See Historic Homes and Buildings
Historic homes and businesses are all around the Midtown area, from Heritage Hills and Mesta Park to the north to the downtown area south. But in Midtown itself, you're in for a real treat if you love historic architecture.
Church Row on Robinson has places of worship built in the early 1900s, and many of the cottages and bungalows near St. Anthony's hospital have been renovated. Also, check out Oklahoma City's first high school, Central High School. Located at N.W. 7th and Robinson, it was built in 1912 and is now owned by American Farmers & Ranchers Mutual Insurance Company.
Do Some Midtown Shopping
Retail shopping continues to increase in the Midtown area of Oklahoma City and the area is known for small local specialty shops. For example, North Walker offers a bridal shop/boutique and a fine art gallery. During the holiday season, don't miss Midtown's holiday pop-up shops. Rest after shopping at the popular James E. McNellie's Pub.

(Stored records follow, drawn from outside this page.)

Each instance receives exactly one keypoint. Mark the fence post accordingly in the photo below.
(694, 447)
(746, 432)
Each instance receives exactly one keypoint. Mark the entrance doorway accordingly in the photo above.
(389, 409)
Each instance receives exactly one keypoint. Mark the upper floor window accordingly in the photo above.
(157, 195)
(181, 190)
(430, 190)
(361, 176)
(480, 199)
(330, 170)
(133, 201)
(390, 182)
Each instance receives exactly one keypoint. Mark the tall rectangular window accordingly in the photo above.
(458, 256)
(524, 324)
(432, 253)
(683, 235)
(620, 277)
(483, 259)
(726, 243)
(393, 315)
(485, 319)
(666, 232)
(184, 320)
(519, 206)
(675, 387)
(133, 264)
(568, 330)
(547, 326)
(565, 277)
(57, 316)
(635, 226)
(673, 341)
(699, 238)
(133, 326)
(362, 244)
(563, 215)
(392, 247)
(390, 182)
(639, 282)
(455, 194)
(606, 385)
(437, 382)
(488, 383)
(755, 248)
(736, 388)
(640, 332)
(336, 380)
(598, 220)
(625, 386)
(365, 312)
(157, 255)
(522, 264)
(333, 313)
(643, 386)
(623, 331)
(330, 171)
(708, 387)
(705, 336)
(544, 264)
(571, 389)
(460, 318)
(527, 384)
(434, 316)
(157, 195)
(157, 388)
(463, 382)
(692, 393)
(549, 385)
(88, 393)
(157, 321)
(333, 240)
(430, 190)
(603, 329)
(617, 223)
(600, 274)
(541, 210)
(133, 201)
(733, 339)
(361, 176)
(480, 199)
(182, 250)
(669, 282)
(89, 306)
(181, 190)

Have Fun at the H & 8th Night Market
An annual event held in May, the H & 8th Night Market is a fantastic and vibrant atmosphere with food trucks, live music and much more. As part of the Oklahoma City Pro-Am Classic, a fun weekend cycling event, H & 8th has a fun, family and pet-friendly environment and is the largest monthly food truck festival in the United States.
Visit the Oklahoma Hall of Fame
Drive just a bit north to the Oklahoma Hall of Fame at the Gaylord-Pickens Museum. In the beautiful building around NW 14th and Classen, you'll find many excellent exhibits designed to "tell Oklahoma's story through its people."
The Chesapeake Oklahoma Theater at the Hall of Fame showcases public films and short subject videos, by or about Oklahomans.
DNA? Well if you look up between the buildings, you'll see something that resembles a DNA double helix. Fitzsimmons Architects repurposed an old spiral fire escape from the historic Marion Hotel into the new design of an outdoor courtyard. This so-called "Architectural DNA" staircase is suspended via cables that run between 123 Garage and the neighboring Buick building.